Other authors, when evaluating changes in lung function in patients with congenital scoliosis undergoing combined and posterior approaches, found a postoperative magnitude of the main thoracic curve of 47.6° ± 27.4° and FVC% of 68% with a mean follow-up 7.6 years ± 4.2 years. In patients with a vital capacity of less than 50% in the postoperative period, three operated by dual approach and two operated only by posterior approach, complications were pseudarthrosis in one patient and surgical wound infection in another.^ 6 ^ In the present study, the variation of Cobb angles coronal and sagittal (Kyphosis T5-T12) in the dual approach and posterior-only groups was, respectively, coronal (-47.0° ± 40.3° / 13.5° ± 5.0 °), sagittal (-1.0° ± 15.9° /2.50° ± 0°), but without significant differences. Pulmonary complications were only seen in the group that performed the dual approach, with one patient having atelectasis and respiratory failure, undergoing orotracheal intubation and antibiotic therapy; in another, pleural effusion and respiratory failure, chest drainage and orotracheal intubation were performed. It should be noted that both progressed well clinically after the measurements taken. There was no greater chance of pulmonary complications in these patients, considering the type of approach used, whether combined or only posterior. In addition, there are no records of complications related to implants.

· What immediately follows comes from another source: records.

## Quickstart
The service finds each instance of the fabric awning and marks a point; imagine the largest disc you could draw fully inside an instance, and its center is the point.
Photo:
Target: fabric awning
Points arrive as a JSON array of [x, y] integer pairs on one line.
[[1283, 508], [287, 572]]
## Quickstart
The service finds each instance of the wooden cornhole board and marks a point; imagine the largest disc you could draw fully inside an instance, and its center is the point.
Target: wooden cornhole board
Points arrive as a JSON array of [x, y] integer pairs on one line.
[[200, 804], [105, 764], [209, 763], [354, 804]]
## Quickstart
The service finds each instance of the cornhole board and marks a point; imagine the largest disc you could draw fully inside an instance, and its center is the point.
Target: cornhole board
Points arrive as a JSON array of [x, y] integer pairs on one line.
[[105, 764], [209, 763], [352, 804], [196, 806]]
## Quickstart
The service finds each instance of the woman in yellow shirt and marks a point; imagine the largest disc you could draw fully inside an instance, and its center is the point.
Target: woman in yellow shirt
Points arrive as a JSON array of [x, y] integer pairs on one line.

The present research's strong point is that it is one of the few studies, if not one of the only ones, that compares preoperative and postoperative pulmonary function parameters in patients with congenital scoliosis, submitted to the combined approach versus the only posterior approach with long follow-up (greater than 15 years). However, caution must be taken when interpreting the results and in their external validation, due to the inherent limitations of this research.
While the limitations can be attributed to the fact that the study is retrospective; have been carried out in a single center; present a small sample; and not having evaluated the effect of skeletal traction, vertebral osteotomies and thoracoplasty on pulmonary function.
CONCLUSIONS
When evaluating the effect of combined spinal fusion (anterior and posterior) and only posterior on the pulmonary function of patients with congenital scoliosis, in long-term follow-up (greater than 15 years), it was found that there was no difference in the absolute and percentages predicted values of FVC and FEV1 between the groups, in the last follow-up. Furthermore, considering that %FVC and %FEV1 are more appropriate for comparing preoperative and postoperative values for a given surgical approach, it is suggested that the dual approach did not result in worse pulmonary involvement compared to the posterior-only approach.